The NSW Government now seeks to turbo charge the Lower Hunter's sprawl with its Hunter Expressway Strategy. Business and industrial zones are proposed for interchanges at Cameron Park (again), Buchanan, Kurri Kurri/Loxford, Allandale and Branxton. There will be more bulky-goods retailers, fast-food drive-throughs, giant servos.
Every new housing boom redefines where an urban area ends and the rural landscape starts. Fields become housing estates. The next valley is threatened. What we are witnessing now, however, is much more than this. The car-dependent estates are leaping well beyond the urban fringe.

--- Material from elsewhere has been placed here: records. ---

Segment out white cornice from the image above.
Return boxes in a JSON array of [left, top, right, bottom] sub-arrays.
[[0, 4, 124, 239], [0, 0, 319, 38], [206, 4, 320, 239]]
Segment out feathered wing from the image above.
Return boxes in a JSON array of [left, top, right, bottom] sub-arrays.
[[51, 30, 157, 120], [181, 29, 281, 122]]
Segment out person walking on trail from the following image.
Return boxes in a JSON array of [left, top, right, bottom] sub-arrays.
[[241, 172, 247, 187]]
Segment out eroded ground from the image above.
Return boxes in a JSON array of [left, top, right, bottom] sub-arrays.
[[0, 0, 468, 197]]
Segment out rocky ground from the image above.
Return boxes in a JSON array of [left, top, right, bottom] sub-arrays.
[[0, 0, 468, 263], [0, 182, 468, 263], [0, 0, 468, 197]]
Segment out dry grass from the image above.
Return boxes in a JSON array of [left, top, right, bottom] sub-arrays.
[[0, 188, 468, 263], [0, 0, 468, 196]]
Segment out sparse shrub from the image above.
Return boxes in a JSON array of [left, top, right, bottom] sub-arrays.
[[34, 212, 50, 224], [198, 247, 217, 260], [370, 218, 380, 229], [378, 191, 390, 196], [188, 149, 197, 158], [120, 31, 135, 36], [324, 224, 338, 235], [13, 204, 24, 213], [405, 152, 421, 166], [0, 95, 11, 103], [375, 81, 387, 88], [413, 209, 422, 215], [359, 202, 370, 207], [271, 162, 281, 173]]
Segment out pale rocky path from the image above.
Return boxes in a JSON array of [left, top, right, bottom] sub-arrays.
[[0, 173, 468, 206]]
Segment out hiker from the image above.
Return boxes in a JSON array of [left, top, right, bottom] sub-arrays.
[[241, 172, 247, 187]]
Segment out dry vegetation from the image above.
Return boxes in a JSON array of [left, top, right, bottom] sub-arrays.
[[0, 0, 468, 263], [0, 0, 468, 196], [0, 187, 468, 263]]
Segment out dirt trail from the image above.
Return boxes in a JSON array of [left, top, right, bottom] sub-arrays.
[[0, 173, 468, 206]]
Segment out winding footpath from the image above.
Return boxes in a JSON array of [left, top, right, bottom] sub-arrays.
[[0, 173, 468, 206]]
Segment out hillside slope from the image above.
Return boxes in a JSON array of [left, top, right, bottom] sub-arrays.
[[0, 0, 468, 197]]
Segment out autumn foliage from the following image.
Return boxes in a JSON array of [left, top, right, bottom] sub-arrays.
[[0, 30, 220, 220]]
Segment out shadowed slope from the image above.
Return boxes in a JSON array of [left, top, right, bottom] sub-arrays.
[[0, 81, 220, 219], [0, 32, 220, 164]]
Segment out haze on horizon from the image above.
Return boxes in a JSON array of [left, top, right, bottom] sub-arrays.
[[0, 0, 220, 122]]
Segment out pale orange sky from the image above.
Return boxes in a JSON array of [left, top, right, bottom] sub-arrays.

Then there are the government's planning panels, a small group of government-appointed experts, one for each planning region in the state. Their job is to manage more significant development applications. The Hunter and Central Coast panel considered more than 460 cases in the past six years. That's a lot. Some, not many, proposals are rejected, some rejections are successfully appealed in the land and environment court, on their individual merits.
The problem in all this is the lack of consideration of whether a development proposal is good for the region as a whole. No one is assessing the cumulative impact, asking what will the Lower Hunter look like when all these new houses are built?
It's the question that should have been asked for the Upper Hunter when the first open cut coal mine was approved.